Another House Agriculture Committee freshman Democrat, Rep. Xochitl Torres-Small, representing New Mexico's 2nd District, lost to Republican Yvette Herrell in a rematch from 2018.
In Iowa, Democratic Rep. Abby Finkenauer has 48.7% of the vote while her Republican challenger Ashley Hinson has 51.3% of the vote.
Democrats needed a net gain of at least three seats to gain control of the Senate and Democrats picked up seats in Arizona and Colorado, but an incumbent Republican held on in Iowa and an Alabama seat turned Republican.
In Iowa, GOP Sen. Joni Ernst was considered an underdog until late in the race, but the race was called for Ernst late in the evening. Ernst was leading Democrat Theresa Greenfield 51.6% to 45.4% with 99% of the vote counted.
In Arizona, Democrat Mark Kelly, a retired astronaut who is married to former Rep. Gabby Giffords, D-Ariz., has won a Senate seat from Arizona. Kelly defeated incumbent Martha McSally, R-Ariz., a retired Air Force colonel and pilot who has been in office since 2019, when she was appointed to fill the seat of Sen. Jon Kyle, who had temporarily replaced Sen. John McCain after his death in 2018.
In Alabama, Republican Tommy Tuberville, a retired college football coach, defeated Democratic incumbent Sen. Doug Jones, who was seeking a full term after becoming the first Democrat to win a Senate seat from Alabama in more than 20 years in a 2017 special election to fill the seat of Jeff Sessions.
In Colorado, former Gov. John Hickenlooper picked up a seat for Democrats in the U.S. Senate defeating GOP Sen. Cory Gardner. Hickenlooper was governor for eight years before seeking the Democratic presidential nomination in 2019.
In Maine, Republican Sen. Susan Collins was leading Democratic challenger Sara Gideon by a 50.8% to 42.5% vote with about 85% of the vote in.
In Georgia, Sen. Kelly Loeffler, a Republican, will have to go to a runoff against Democrat Raphael Warnock after no one received a majority vote in a crowded race. Loeffler's numbers were dragged down by a battle with GOP Rep. Doug Collins, who came in third in the race.
Also in Georgia, Sen. David Perdue, a Republican, was leading Democrat Jon Ossoff late by 51% to 46.7% with 93% of the vote in.
In Kansas, the race to replace retiring Sen. Pat Roberts, the chairman of the Senate Agriculture Committee, GOP Rep. Roger Marshall defeated Democrat Barbara Bollier by 52.7% to 42.4% with 85% of the vote counted.
In Kentucky, Senate Majority Leader Mitch McConnell defeated Democrat Amy McGrath by 58% to 38%.
In Minnesota, Sen. Tina Smith, a Democrat, was leading Republican Jason Lewis 49.4% to 43.1% with 73% of the vote counted.

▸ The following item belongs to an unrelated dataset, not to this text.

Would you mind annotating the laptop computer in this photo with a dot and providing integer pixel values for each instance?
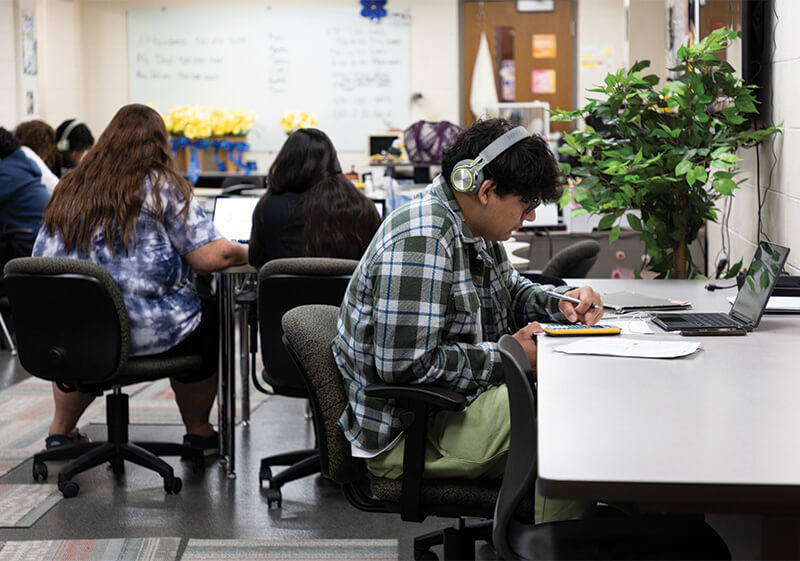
(233, 217)
(747, 309)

In Mississippi, Sen. Cindy Hyde-Smith, a Republican, and a member of the Senate Agriculture Committee, has won her first full term in the Senate. Hyde-Smith is the first woman to represent Mississippi in the Senate and was appointed in 2018 before winning a special election to serve the remaining two years of the term. Hyde-Smith defeated Democratic challenger Mike Espy, a former Agriculture secretary, who also ran for the seat in 2018.
In Montana, GOP Sen. Steve Daines defeated Democrat and outgoing Gov. Steve Bullock by about 29,000 votes with about 86% of the vote counted.
South Carolina Sen. Lindsey Graham, a Republican, fended off Democrat Jaime Harrison to hold his seat.
DTN Political Correspondent Jerry Hagstrom contributed to this report.